# Lake Victoria under water.



## Craigthor (Jan 9, 2007)

Can anyone tell me what Lake Victoria looks like under water? Pics? When I set my tank up I would like it to be close to what it looks like.

Craig


----------



## Fogelhund (Dec 3, 2002)

There are sandy areas, weeded areas, rocky areas.... and everything in between... just like most VERY large lakes. Most of the fish available are rock fish though, so you can just set it up like a Malawi setting.


----------



## dementedarego (May 8, 2008)

Your best bet would be to pick a species and then study up. LEarn where they live and in what conditions, Then set your tank up and buy your fish. Chris


----------



## jb1edlover (Mar 21, 2005)

Honestly, Unless you have wild caught fish, your fish probably don't know what living conditions its supposed to live in... most breeders use "bare" bottom tanks because they are easier to clean. If you try to make the habitat "life like" its mostly for your viewing pleasure. As long as you keep the water clean and do your PH levels etc... the fish won't care if you use rocks, sand, gravel or even empty soda cans as decorations.
IMO


----------



## patrickeriksson (May 26, 2007)

Wild caught or tank raised does not matter. I don't think a wild caught fish remembers how it looked where it came from. To me the most important thing is to bring out the instincts and natural behaviors from the fish.

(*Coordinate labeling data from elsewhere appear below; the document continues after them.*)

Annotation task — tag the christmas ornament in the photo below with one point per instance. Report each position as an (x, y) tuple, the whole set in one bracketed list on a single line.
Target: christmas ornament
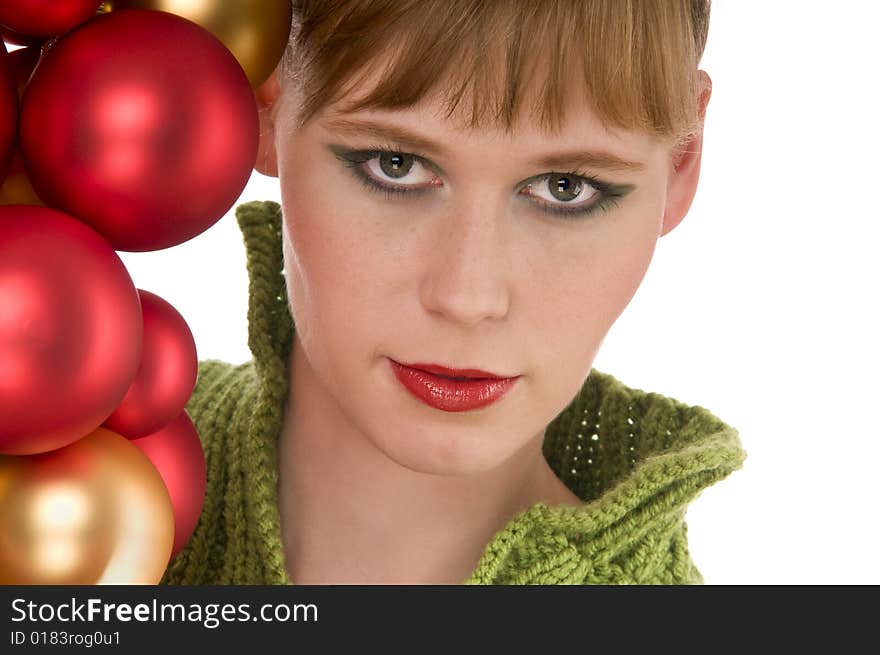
[(177, 454), (93, 512), (255, 31), (70, 330), (142, 124), (46, 17), (166, 376)]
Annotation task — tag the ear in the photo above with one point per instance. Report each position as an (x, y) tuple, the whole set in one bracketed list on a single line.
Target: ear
[(685, 165), (267, 95)]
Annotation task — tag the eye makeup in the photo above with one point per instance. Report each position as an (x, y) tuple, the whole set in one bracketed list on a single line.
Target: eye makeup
[(609, 195)]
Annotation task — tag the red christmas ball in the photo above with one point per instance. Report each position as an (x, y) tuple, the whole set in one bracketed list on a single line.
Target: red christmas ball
[(177, 454), (167, 374), (70, 330), (13, 37), (142, 124), (46, 17), (8, 112)]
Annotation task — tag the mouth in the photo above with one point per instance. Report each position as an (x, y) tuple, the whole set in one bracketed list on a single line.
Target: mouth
[(452, 389), (457, 373)]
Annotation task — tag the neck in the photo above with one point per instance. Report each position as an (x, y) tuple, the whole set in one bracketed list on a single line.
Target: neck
[(352, 515)]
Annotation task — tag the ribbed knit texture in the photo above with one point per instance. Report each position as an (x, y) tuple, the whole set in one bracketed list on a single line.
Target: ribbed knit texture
[(636, 459)]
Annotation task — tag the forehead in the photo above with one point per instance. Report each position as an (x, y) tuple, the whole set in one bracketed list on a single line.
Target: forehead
[(436, 114), (431, 118)]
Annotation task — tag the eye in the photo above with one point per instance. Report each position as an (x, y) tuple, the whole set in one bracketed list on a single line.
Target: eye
[(568, 189), (571, 195), (383, 166)]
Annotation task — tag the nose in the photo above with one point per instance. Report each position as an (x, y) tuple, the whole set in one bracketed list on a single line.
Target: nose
[(466, 276)]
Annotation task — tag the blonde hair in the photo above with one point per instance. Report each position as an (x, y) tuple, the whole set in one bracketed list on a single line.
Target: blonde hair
[(636, 59)]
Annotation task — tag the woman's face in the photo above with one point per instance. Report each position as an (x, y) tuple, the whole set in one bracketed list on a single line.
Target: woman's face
[(463, 264)]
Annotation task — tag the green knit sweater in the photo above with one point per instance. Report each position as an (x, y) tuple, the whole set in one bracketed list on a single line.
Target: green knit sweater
[(636, 459)]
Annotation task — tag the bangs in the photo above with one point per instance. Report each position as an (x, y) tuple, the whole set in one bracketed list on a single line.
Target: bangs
[(633, 61)]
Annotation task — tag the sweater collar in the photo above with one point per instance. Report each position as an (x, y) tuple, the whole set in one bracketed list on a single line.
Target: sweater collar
[(635, 459)]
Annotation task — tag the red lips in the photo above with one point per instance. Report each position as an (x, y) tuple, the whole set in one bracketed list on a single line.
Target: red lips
[(437, 387)]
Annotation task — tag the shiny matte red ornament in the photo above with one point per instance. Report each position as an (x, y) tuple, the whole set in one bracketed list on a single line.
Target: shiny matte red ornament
[(70, 330), (177, 454), (8, 112), (167, 374), (16, 188), (142, 124), (13, 37), (46, 17)]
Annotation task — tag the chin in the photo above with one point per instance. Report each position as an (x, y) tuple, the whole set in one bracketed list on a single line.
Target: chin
[(451, 451)]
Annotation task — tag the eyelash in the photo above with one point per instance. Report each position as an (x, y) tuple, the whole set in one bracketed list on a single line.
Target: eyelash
[(609, 197)]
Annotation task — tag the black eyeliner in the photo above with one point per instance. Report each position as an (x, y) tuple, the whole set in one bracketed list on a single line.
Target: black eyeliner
[(610, 193)]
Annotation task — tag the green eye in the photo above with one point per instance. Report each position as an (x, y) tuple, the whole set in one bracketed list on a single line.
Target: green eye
[(562, 186)]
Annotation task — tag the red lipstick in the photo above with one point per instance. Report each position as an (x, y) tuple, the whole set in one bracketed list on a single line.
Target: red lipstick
[(451, 389)]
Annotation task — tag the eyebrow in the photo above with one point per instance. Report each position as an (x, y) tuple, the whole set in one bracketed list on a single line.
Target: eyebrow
[(409, 139)]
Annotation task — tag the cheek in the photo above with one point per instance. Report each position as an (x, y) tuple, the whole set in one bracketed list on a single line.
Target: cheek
[(334, 274), (584, 285)]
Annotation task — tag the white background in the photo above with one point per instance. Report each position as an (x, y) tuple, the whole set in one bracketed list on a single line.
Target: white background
[(761, 306)]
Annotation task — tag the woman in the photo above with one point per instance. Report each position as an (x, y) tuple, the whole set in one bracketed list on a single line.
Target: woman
[(471, 194)]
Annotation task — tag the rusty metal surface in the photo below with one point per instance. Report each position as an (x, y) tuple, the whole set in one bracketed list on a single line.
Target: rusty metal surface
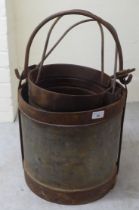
[(69, 91), (72, 197), (71, 122), (69, 118), (64, 87), (60, 158)]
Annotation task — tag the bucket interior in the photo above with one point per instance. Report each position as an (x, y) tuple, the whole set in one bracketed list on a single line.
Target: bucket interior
[(72, 80)]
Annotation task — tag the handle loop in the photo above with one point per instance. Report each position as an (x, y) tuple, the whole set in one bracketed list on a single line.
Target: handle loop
[(74, 12), (44, 56)]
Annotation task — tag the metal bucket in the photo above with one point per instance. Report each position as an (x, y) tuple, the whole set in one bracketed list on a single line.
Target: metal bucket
[(66, 87), (71, 158)]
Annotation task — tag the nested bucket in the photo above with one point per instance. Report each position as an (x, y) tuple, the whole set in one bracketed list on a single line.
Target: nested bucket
[(66, 87), (72, 156)]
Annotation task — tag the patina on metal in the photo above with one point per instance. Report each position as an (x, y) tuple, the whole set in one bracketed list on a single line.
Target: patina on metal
[(71, 156), (71, 87)]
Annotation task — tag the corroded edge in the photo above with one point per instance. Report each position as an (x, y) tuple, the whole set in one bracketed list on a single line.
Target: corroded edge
[(70, 197)]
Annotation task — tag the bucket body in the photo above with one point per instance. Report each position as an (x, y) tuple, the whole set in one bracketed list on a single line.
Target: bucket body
[(70, 158)]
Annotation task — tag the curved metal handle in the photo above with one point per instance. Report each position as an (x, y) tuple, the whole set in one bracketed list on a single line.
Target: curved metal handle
[(74, 12), (44, 55)]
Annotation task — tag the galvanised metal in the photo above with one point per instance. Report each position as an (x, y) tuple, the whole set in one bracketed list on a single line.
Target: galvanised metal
[(70, 158)]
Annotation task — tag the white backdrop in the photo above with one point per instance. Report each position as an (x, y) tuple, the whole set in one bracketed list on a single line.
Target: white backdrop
[(82, 45)]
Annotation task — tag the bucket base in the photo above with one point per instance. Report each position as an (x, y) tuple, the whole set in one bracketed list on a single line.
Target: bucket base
[(73, 197)]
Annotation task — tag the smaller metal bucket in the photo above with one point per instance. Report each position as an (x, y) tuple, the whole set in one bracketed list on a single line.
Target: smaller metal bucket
[(66, 87), (71, 155)]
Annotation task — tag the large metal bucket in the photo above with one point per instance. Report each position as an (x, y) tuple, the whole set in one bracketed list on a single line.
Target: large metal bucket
[(71, 158), (66, 87)]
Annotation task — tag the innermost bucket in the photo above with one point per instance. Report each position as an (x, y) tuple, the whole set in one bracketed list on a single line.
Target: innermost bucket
[(66, 87)]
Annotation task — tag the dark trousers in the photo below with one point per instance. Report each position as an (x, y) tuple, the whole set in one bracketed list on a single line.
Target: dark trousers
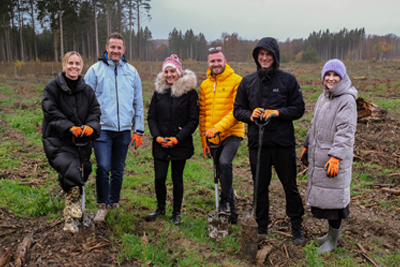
[(284, 161), (111, 149), (161, 171), (224, 156)]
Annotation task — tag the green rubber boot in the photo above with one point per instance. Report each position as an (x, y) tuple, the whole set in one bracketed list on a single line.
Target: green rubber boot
[(330, 243)]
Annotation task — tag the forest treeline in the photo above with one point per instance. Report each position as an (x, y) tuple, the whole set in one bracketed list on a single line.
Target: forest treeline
[(43, 30)]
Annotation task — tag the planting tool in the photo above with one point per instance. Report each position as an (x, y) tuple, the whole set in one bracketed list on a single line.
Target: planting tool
[(249, 245), (80, 142), (218, 222)]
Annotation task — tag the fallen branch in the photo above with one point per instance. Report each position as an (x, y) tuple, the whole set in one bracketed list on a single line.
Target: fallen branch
[(392, 191), (4, 259), (57, 221), (357, 157), (365, 254), (201, 210), (8, 233), (8, 226), (283, 233), (98, 246), (357, 197), (22, 251), (30, 183), (287, 254), (382, 185)]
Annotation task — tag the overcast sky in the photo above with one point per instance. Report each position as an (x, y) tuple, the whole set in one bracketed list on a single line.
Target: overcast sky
[(282, 19)]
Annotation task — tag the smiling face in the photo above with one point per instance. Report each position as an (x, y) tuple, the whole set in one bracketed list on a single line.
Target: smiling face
[(331, 78), (170, 75), (115, 49), (265, 58), (73, 67), (216, 63)]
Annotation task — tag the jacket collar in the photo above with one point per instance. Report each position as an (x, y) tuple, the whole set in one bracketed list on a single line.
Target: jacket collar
[(187, 82), (60, 80), (341, 88), (220, 77), (104, 58)]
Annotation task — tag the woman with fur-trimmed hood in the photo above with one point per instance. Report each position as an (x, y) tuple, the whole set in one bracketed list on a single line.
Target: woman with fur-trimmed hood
[(328, 151), (173, 117)]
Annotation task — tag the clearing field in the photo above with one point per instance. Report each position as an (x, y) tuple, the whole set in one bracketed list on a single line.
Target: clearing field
[(31, 201)]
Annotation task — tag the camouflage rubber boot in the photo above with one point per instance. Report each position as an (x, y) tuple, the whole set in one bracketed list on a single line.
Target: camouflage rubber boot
[(74, 200), (101, 213), (71, 224)]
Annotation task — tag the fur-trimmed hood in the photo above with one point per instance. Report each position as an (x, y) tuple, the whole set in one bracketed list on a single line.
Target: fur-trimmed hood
[(184, 84)]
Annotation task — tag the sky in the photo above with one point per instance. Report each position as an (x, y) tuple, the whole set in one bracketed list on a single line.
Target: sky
[(281, 19)]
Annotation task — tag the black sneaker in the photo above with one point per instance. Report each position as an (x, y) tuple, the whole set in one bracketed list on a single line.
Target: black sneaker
[(152, 216), (176, 218), (224, 207), (298, 234), (262, 231)]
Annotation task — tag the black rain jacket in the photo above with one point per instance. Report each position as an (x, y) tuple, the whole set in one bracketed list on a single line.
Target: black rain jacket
[(62, 109), (272, 89)]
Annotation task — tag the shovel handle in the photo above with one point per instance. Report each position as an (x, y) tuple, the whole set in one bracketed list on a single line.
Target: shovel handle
[(83, 199), (212, 145)]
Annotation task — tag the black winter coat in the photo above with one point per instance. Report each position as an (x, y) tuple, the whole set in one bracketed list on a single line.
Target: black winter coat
[(62, 109), (174, 112), (272, 89)]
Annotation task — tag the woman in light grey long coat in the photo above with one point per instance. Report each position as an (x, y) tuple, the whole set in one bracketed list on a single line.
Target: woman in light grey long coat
[(328, 147)]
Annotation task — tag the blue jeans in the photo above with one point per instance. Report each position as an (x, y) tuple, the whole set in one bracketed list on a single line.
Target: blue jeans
[(224, 157), (111, 149)]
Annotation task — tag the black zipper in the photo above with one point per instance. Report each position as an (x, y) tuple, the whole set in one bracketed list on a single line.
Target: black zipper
[(116, 92)]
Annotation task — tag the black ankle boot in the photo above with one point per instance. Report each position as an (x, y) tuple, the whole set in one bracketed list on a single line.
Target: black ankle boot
[(176, 217), (152, 216)]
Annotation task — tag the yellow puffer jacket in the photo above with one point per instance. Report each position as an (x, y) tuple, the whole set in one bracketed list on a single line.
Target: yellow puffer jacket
[(216, 106)]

Fish that spawn in sand/mud pits should be given a substrate that is not too sharp or coarse that it will damage the eggs. The substrate should be fine enough that they can filter it out through their gills. Sometimes they will accidently pick up sand/pebbles during mating.

Herbivores such as Ruby Green will display a different more "natural" behavior in planted tanks. They spend a considerable amount of time picking algae off the leaves.

Ambush hunters such as Pyxichromis othostoma also use plants as cover looking for prey.

Even though most of my tanks are breeding tanks I still enjoy observing and studying the fish, so I try to keep my tanks as close to their natural habitat as possible, without going to extremes. It does take a bit of extra effort to keep the tanks clean, and to catch holding females, but in my opinion it's worth it.


----------